Business Tech Philosophy of Indexing
I'm in the final stages of writing a new novel, Lefty Lucy. In the story, a medical team is being assembled. One of the prospective members informs the leader that he's a doctor... of philosophy. When asked why he's needed on a medical research mission, he explains the philosophy is needed everywhere. When I wrote that, I started thinking about how philosophy applies to MultiValue. There are a lot of ways I could go with that. As usual for me, I chose to approach it from way out in left field. I started thinking about the real purpose of indexing.
Five Kinds of Data
Before we can talk about indexes, we need an agreed definition of data. For these purposes, I'm going to focus on output formatted data, not the literal representation on disk.
When creating output from any database system, you have four kinds of data available: Raw, Cooked, Computed, and Implied. Each serves a purpose. There is, of course, a fifth kind: Fictional.
Raw — This is literally the data as-is. What you recorded to the database is what you retrieve and display.
Cooked — Think of dates and times. The database might store them in some other format — milliseconds or days-since-epoch, for example — so we are transforming them in an extremely unambiguous way.
Computed — This involves performing math on data, concatenating strings, and possibly mixing more than one of the five kinds of data together.

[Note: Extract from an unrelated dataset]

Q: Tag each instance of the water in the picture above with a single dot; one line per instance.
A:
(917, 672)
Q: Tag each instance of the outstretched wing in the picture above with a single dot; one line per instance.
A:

Implied — Let's say you are asked to subset your data and extract just the fifteen records with the highest dollar value. The dollar value is likely computed, but the numbers one through fifteen in column one are implied. The seventh line only has a seven because of where it lies in the output. You won't find that seven anywhere in the data.
Fictional — While any data can be used in misleading ways, and people lie with statistics all the time, Fictional data is not necessarily untrue. If a client wants me to slap IS for International Spectrum in the third column of every line, so they can identify the source after they merge it with other data, that IS is fictional. It appears nowhere in the actual data, not as-is, not in any derivable format. Data is unlikely to carry a field which indicates that my data is my data.
It is dangerous to generalize about all the flavors of MultiValue, but I believe that every version which supports indexing supports four of the five kinds of data. So, I can index on internal time, on the output of an extended price calculation, or a reassembled full name. Fictional data would also work but, since it is divorced from the effects of other data, all the values in the index would be the same. The odd-man-out is Implied data. I'm not sure how you'd index on that without an unreasonable amount of brute-force code.
Think about that for a moment. A database index is not merely an index of the content of a file. It is a quasi-magical construct that tracks the information we can extract from the data in addition to indexing the data itself.
When you employ something to make things go faster, you expose a devastating underlying premise: things are too slow when done the right way. In the ideal world, data would always be stored in a form which is identical to the end resulting output. Why don't we do that? Because storing a date as 10-28-2018 makes it slow to sort. Storing the extended price makes it hard to adjust values when an order is amended to or has line-items canceled. We keep the parts and the raw values because of speed and efficiency. Indexes are another symptom of that same viewpoint.
My friend Jim Roberts, who used to work at Applied Digital Data Systems, back when ADDS was an active company in our market, used to tell the story of writing an accounting system in 4k with a soldering iron. When you code that way, you don't have context-sensitive help or error correction. You have code that does the minimal definition of the job. We write all that other stuff because people make mistakes. Imagine how little code you'd need if we did away with prompts, retry loops, and every other bit we wedge in to support being helpful.
The same idea applies to indexes, storing raw data, and every other optimization strategy we employ. We do them to compensate, to make things that are not inherently fast enough move faster.
If you can find a database structure which doesn't need indexes, I'm confident that you will find some other mechanism protecting some other shortfall. Things are rarely fast enough. Throwing hardware at it helps but even with fast hardware, there is a benefit to code optimization. And, having both of those boosts doesn't mean that better data architecture and better data storage can't be leveraged for even better savings.
When you see clearly which parts of your job are the job -- store the data so it can be retrieved based on criteria, in an order, displaying the correct subset of the data — and the parts which are not the job but support it — indexing and error checking and the like — you can focus your efforts differently.
This is not an article condemning speedups. I heartily endorse them. The hope is that by highlighting the division between our core mission and the things we need to do to support it, we can all get better at explaining the work to others and get a new perspective for ourselves.
Next time you're asked why it took so long to do "X" you can split the answer between "X" and the support items. For example: "Building the data tables took a day. Adding help screens with examples, error checking, building in testing tools to prove the data, and creating the reports took three months. I can break that down further for you if you'd like."
Often, the perception that IT is slow comes from people thinking about the core without considering that the ancillary parts take the majority of the time. What we do isn't simple because we aren't just throwing something together. We are building in a way that maximizes the chance that our shiny new thing won't break the first time a breeze hits it.